DSÖ'nün raporunun, dünya ülkelerinin 2025 yılına kadar sodyum alımını %30 oranında azaltma hedefine ulaşmaktan saptığını gösterdiğini belirten Bildirici, DSÖ'nün üye devletleri sodyum alımını azaltma politikalarını gecikmeden uygulamaya çağırdığını vurguladı. Ayrıca, gıda üreticilerinin ürünlerinde iddialı sodyum azaltma hedefleri belirlemeleri gerektiğini söyledi. Bildirici, uygun maliyetli sodyum azaltma politikalarının uygulanmasının, 2030 yılına kadar dünya çapında tahminen 7 milyon hayat kurtarabileceğini belirtti. Ancak bugün sadece dokuz ülkenin kapsamlı bir sodyum azaltma politikasına sahip olduğunu ifade etti.

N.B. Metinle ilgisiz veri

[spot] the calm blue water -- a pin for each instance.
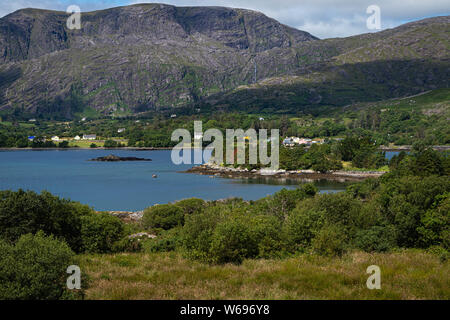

Ülkelerin, işlenmiş gıdalar için "DSÖ Küresel Sodyum Kıyaslamaları" doğrultusunda sodyum içeriği hedefleri belirlemeye teşvik edildiğini belirten Bildirici, DSÖ'nün tüm ülkeleri sodyum azaltımı için 'En İyi Satın Alımları' uygulamaya çağırdığını söyledi.
Bildirici, Türkiye’de de 2011 yılından beri Türkiye Aşırı Tuz Tüketiminin Azaltılması Programı'nın yürütüldüğünü belirtti. Bu kapsamda salça, ekmek gibi temel besin maddeleri tebliğlerinde tuzun azaltıldığını ve Sağlıklı Beslenme ve Hareketli Hayat İş Birliği Platformu ile paketli gıdalarda ve toplu beslenme yapılan lokanta, pastane gibi işletmelerde üretimde gönüllü olarak tuzun azaltılması çalışmalarının yürütüldüğünü söyledi.
Son olarak, sodyum alımını azaltmanın, sağlığı iyileştirmenin ve bulaşıcı olmayan hastalıkların yükünü azaltmanın en uygun maliyetli yollarından biri olduğunu belirten Bildirici, çok sayıda kardiyovasküler olayı ve ölümü çok düşük toplam program maliyetleriyle önleyebileceğini ifade etti.
Eskişehir İl Sağlık Müdürlüğü ve Anadolu Üniversitesi İletişim Bilimleri Fakültesi işbirliği ile Dyt. Nuri Caner Arıbakır'ın açıklamalarıyla 20-26 Mayıs Dünya Tuza Dikkat Haftası ile ilgili video içeriği hazırlanmıştır.